Earlier in my career I lived on the Eastern Shore of Maryland on the Chesapeake Bay.  The thunderstorms were more violent and severe than any I had ever seen; lightening causes more deaths there than anywhere else in the country.  The excitement and fear of overwhelming forces, the nitrogen charged air and horizontal rain driven through closed windows had an almost supernatural quality.  I saw myself standing in the middle of a field, a naked encounter with raw elements. Years later, back in the city, I began this cycle of paintings, inspired by the mystery and awe. To expand my awareness of the absolute wildness of natural forces I went storm chasing.  Concomitantly I was exploring the dark aspects of my own nature. 

 

     The tornado metaphor opened the way to the expression of a whole host of ideas about creation and destruction, the invisible animating force of the universe, the numinous within the destructive, the darker aspects of nature. 

 

    I would love to paint these paintings plein air but that is, of course impossible.  I start with a photograph of a tornado sometimes piecing together different images.  I render directly on the surface without preliminary sketches working everything out on that one surface.

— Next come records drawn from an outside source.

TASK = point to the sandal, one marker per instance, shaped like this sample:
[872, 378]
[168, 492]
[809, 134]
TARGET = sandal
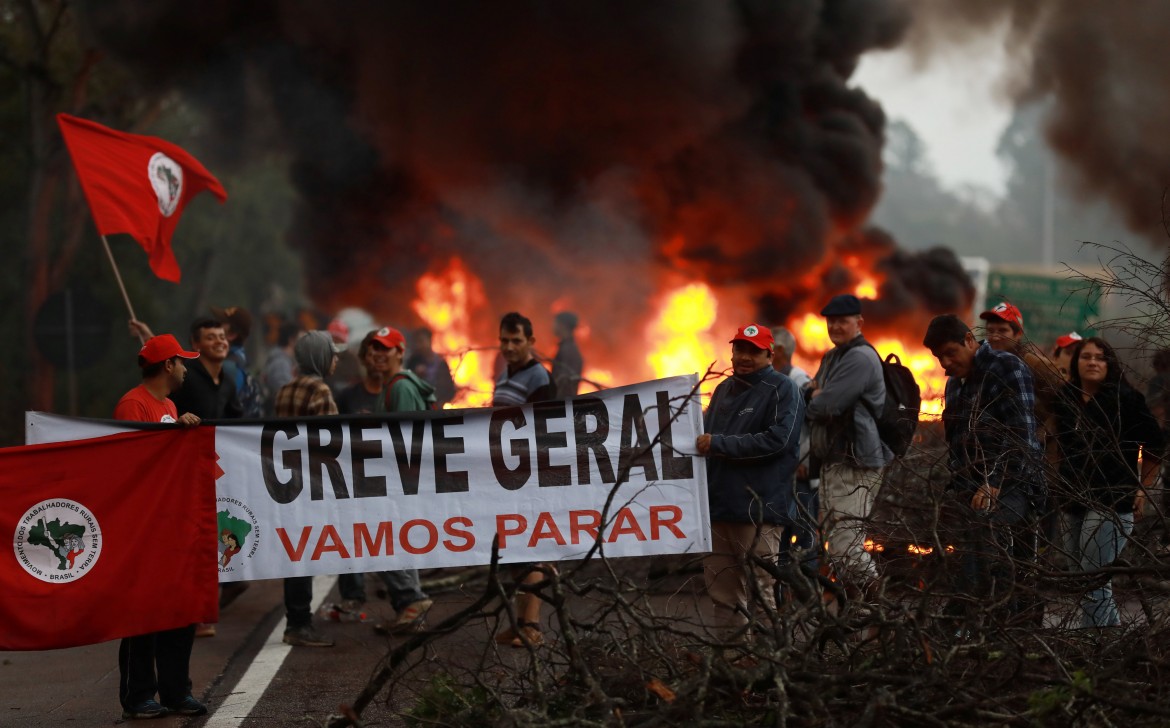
[529, 636]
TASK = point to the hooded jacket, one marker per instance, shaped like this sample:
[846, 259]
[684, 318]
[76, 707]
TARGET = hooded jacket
[755, 427]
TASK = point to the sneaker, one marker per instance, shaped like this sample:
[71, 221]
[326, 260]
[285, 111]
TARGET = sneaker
[188, 706]
[412, 617]
[307, 637]
[144, 711]
[529, 634]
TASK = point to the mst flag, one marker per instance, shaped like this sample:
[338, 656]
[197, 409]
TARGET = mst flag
[136, 185]
[110, 537]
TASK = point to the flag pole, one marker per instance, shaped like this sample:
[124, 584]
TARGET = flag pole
[122, 286]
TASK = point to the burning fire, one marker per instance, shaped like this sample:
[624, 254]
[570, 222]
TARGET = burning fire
[681, 340]
[445, 303]
[681, 335]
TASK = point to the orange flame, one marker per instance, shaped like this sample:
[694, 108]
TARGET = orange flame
[446, 302]
[681, 336]
[813, 342]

The earlier work is on torn paper. The overall roughness of the pieces underscores a rawness as though the pieces themselves had been battered around in the very storm they depict.  In the translation from nature to film to computer to printer to reference the colors change, flaws become embedded.  I often incorporate these flaws into the painting, to add another dimension to the surface. In more recent pieces, after working out the initial layers I shift to glazing, refining nuance with a million tiny brushstrokes until the mood of the piece is achieved.